Got a few more blocks of cheese going today.

Yeah i know the wrappers are still on in the pic. Thats so i know what kind is where on the racks. Wrapper removed before flight...HA








Apple smoke


----------



## SmokinAl (May 17, 2011)

MMMMMM smoked cheese wrappers.


----------



## alelover (May 17, 2011)

Your funny Al.


----------



## ak1 (May 17, 2011)

Hey Nepas,  What's the string for?

Mmmmm... smoked string!!!!!...Mmmmmmm


----------



## miamirick (May 17, 2011)

thats it   i gotta do some cheese!!!


----------



## beer-b-q (May 17, 2011)

AK1 said:


> Hey Nepas,  *What's the string for?*
> 
> Mmmmm... smoked string!!!!!...Mmmmmmm


String Cheese, Silly...


----------



## solaryellow (May 17, 2011)

AK1 said:


> Hey Nepas,  What's the string for?
> 
> Mmmmm... smoked string!!!!!...Mmmmmmm


Just that time of the month AK. 
	

	
	
		
		



		
		
	


	





Looking good Nepas!


----------



## BGKYSmoker (May 17, 2011)

solaryellow said:


> Just that time of the month AK.
> 
> 
> 
> ...




Ya aint never had gourmet smoked string yet...HAHA

The sting is so i know its the x-sharp from the sharp.

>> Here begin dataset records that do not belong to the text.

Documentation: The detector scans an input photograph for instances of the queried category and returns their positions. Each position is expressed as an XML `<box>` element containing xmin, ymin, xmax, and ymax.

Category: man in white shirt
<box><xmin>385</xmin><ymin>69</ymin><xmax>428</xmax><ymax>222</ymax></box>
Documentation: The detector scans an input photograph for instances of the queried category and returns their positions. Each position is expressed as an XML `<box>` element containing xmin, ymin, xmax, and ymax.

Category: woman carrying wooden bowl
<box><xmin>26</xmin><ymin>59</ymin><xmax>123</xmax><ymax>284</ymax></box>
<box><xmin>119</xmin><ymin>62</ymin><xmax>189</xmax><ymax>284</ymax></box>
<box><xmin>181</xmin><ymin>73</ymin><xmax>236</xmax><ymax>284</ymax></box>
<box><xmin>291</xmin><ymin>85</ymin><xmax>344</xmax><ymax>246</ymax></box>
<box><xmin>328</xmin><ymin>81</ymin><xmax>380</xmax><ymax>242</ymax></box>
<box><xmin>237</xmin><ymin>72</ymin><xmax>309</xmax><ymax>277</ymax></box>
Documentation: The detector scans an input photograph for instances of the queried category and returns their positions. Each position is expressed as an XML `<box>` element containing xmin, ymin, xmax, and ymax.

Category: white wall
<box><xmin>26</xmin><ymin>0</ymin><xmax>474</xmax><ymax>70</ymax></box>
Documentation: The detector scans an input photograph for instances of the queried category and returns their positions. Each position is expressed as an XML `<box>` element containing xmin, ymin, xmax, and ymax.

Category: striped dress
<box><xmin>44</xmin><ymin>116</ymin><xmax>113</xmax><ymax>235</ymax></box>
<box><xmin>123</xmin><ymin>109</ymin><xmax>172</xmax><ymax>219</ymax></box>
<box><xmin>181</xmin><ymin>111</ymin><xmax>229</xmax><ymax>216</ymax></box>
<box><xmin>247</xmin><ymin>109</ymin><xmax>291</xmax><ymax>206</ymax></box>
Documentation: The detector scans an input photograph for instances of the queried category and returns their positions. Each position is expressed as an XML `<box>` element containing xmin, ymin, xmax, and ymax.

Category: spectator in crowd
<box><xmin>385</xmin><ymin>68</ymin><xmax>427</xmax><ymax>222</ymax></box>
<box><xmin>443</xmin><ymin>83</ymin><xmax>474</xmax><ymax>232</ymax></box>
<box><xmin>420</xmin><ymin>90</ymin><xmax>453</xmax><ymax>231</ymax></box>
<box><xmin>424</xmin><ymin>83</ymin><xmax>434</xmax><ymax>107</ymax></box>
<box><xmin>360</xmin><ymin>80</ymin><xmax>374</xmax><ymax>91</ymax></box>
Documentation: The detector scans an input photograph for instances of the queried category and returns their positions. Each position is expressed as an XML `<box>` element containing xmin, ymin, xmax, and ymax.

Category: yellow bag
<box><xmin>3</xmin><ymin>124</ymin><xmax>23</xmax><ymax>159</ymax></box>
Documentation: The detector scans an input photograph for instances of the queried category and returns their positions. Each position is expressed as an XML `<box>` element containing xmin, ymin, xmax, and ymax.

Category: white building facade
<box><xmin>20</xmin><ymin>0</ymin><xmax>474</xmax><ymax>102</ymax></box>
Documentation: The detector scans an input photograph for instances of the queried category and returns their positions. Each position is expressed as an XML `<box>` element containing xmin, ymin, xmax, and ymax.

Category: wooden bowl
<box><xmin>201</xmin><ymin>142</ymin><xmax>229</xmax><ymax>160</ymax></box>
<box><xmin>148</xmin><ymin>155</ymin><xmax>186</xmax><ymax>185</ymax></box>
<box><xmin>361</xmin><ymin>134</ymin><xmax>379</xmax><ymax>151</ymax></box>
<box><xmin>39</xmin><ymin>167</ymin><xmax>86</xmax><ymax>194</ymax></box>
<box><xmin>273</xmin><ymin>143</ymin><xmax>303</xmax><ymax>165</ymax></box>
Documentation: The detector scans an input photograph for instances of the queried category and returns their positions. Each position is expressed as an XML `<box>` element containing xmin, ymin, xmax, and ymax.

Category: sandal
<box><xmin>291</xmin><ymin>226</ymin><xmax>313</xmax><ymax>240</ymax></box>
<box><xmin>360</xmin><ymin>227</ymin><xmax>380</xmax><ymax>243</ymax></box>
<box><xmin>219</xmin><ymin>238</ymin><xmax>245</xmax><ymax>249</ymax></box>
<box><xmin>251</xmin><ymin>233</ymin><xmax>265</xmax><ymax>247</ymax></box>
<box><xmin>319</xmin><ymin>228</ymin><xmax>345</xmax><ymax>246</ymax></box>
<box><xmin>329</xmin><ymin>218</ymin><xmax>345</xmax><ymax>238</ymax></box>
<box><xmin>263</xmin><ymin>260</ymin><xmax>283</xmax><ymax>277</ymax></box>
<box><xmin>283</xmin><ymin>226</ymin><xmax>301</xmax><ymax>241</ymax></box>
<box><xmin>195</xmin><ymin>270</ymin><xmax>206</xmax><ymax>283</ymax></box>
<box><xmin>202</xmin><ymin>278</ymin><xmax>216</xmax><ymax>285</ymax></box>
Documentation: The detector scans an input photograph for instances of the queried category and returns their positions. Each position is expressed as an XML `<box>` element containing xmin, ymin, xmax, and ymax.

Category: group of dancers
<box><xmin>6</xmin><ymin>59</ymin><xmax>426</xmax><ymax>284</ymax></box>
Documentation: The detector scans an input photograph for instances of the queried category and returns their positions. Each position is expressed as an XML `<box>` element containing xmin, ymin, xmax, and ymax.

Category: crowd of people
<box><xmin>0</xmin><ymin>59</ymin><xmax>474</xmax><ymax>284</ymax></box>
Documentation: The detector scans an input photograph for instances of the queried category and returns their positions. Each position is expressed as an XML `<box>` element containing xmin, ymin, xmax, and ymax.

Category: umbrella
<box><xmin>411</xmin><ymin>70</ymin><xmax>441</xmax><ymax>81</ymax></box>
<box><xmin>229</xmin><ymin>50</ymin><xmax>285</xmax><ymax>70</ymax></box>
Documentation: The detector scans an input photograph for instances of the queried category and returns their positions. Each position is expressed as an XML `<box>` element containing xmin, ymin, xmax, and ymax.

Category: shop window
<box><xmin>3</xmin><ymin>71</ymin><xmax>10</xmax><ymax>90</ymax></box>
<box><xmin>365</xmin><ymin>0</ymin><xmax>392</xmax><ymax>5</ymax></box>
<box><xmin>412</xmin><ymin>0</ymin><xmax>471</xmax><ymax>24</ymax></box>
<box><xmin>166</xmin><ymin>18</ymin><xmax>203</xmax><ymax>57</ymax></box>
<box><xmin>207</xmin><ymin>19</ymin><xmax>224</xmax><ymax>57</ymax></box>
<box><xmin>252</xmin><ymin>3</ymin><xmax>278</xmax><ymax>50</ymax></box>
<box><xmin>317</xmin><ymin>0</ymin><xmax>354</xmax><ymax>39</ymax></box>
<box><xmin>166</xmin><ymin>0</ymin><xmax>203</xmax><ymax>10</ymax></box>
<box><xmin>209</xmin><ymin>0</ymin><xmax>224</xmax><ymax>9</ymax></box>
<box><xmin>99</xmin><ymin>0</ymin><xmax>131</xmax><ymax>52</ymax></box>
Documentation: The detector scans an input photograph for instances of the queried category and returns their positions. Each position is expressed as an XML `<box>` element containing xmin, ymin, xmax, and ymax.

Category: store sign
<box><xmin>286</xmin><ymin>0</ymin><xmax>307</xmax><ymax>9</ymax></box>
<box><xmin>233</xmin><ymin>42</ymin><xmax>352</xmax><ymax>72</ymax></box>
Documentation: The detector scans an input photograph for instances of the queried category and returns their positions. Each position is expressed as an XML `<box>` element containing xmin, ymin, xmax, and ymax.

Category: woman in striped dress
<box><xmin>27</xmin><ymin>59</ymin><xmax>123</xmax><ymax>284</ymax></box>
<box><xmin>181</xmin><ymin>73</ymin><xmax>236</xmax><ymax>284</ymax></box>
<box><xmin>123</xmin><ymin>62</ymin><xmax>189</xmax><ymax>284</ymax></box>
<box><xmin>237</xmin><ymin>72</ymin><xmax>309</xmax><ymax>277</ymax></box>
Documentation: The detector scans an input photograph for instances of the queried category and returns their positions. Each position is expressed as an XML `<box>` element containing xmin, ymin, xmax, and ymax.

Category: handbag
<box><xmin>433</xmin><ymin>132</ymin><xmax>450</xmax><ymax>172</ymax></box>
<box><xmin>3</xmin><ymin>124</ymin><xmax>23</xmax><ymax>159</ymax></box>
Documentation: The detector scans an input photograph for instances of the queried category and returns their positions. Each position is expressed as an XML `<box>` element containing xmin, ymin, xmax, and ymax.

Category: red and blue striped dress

Guess i got to much smoke tween me ears.

Running low on vac bags so i did a 6 turn wrap around the chubs, taped the back to keep some air out.







Then marked em and ready to way back in the cheese fridge.


----------



## alelover (May 18, 2011)

Lookin good nepas. I love cheese.


----------



## SmokinAl (May 18, 2011)

I can see why your low on vac bags. You probably keep foodsaver in business with all your projects.


----------



## exhaustedspark (May 18, 2011)

I use a little chief smoker for my cheese. I buy the sliced cheese 5 Lb block slice it so i have small squares and wrap in cheese cloth. I have got people from Alaska to Florida begging for more. I do it for Christmas gifts. Have to put a 1X1 across the top of the smoker to let more heat out so it wont melt into a glob but it does melt the small squares together. Makes some nice smoke cheese sticks.


----------



## SmokinAl (May 18, 2011)

ExhaustedSpark said:


> I use a little chief smoker for my cheese. I buy the sliced cheese 5 Lb block slice it so i have small squares and wrap in cheese cloth. I have got people from Alaska to Florida begging for more. I do it for Christmas gifts. Have to put a 1X1 across the top of the smoker to let more heat out so it wont melt into a glob but it does melt the small squares together. Makes some nice smoke cheese sticks.




What kind of smoker do you have? How are you generating the smoke? I use an A-MAZE-N smoke generator in my Weber kettle, with a tray of ice in there too. I'm in Florida & can smoke cheese in July when the temp is in the 90's without the cheese melting.


----------